Fehmi KORU
PKK bir terör örgütü. Tutulan hesaplara göre, 1980’lerin başından itibaren en az 30 bin insanımızın canından sorumlu bir terör örgütü. Son 40 yıl içerisinde denemediği terör eylemi kalmamış bir örgüt.
GARA mevkiinde bir mağarada rehin tuttuğu 13 insanımızı acımasızca katleden kişi veya kişiler ABD ve AB dahil dünyanın ‘terör örgütü’ olduğunu kabul ettiği PKK’nın mensupları…
Terör örgütleri hedeflerine ulaşmak için en fazla kan dökme yöntemini kullanırlar. Mümkün olduğu kadar çok kan dökerek toplumu sindirmeyi, devleti köşeye sıkıştırmayı amaçlar terör örgütleri. ‘Terör’ denilen şey örgütlerin bu özelliğidir. ‘Terör örgütü’ diye adlandırılan yapılanmadan farklı bir davranış tarzı beklenemez.

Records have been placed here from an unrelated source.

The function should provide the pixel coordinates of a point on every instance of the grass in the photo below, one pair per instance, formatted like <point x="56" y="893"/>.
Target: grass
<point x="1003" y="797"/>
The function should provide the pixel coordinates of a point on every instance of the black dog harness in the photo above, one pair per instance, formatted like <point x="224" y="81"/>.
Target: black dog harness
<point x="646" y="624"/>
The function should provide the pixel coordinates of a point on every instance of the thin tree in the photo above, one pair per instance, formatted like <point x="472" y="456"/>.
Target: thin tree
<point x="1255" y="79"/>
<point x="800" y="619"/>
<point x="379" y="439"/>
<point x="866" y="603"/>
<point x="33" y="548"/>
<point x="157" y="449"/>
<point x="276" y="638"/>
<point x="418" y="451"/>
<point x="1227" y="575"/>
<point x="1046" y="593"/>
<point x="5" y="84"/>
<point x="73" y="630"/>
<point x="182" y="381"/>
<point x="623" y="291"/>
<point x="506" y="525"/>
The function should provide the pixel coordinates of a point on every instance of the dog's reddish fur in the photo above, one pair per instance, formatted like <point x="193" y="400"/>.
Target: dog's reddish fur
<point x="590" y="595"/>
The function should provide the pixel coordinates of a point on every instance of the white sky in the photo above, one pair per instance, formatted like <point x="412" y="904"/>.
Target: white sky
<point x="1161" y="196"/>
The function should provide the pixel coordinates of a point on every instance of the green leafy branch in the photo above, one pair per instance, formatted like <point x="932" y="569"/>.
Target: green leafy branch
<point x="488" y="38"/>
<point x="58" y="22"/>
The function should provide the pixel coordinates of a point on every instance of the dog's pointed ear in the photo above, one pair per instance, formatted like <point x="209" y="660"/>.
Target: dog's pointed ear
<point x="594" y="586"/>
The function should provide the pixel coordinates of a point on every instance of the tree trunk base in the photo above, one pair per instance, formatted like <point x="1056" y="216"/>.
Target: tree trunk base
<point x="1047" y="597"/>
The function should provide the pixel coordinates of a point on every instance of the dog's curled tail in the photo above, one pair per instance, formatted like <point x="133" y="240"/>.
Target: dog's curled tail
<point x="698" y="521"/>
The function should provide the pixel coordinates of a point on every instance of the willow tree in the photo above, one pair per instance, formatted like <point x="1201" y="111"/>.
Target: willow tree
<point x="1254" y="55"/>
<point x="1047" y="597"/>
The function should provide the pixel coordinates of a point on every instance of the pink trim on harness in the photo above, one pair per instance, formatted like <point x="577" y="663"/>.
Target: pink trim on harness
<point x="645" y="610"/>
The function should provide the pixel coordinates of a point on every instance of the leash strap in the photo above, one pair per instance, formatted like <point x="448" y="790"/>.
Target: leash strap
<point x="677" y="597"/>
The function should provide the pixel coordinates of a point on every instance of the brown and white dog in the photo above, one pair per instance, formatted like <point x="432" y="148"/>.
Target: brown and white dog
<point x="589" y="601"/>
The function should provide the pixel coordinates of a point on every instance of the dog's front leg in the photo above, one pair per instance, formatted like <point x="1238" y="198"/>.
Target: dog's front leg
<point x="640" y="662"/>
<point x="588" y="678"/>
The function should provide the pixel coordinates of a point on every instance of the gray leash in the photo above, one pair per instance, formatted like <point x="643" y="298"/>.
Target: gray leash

Devletler terör örgütleriyle hak ettikleri tarzda mücadele ederler. Bir yandan örgütün terör kapasitesini sınırlayacak ve ona öldürme imkanı vermeyecek kapsamlı bir mücadele sürdürür devletler, bir yandan da örgütün toplum kesitlerinde taraftar bulmasını ortadan kaldıracak tedbirleri alır.
Hiçbir devlet terör örgütlerine müsamahalı davranmaz, ama yine hiçbir devlet terörün ilanihaye devam etmesini de istemez.
Dünyanın dört bir tarafında, nokta vuruşlar yanında kitlesel eylemlerle terör estirmiş örgütlere muhatap devletler tarih boyunca hep olmuştur; bugün de bazı devlerin mücadele verdiği terör örgütleri bulunduğu biliniyor.
[Merak edenler için Wikipedia’da kapsamlı bir ‘terör örgütleri’ listesi var.]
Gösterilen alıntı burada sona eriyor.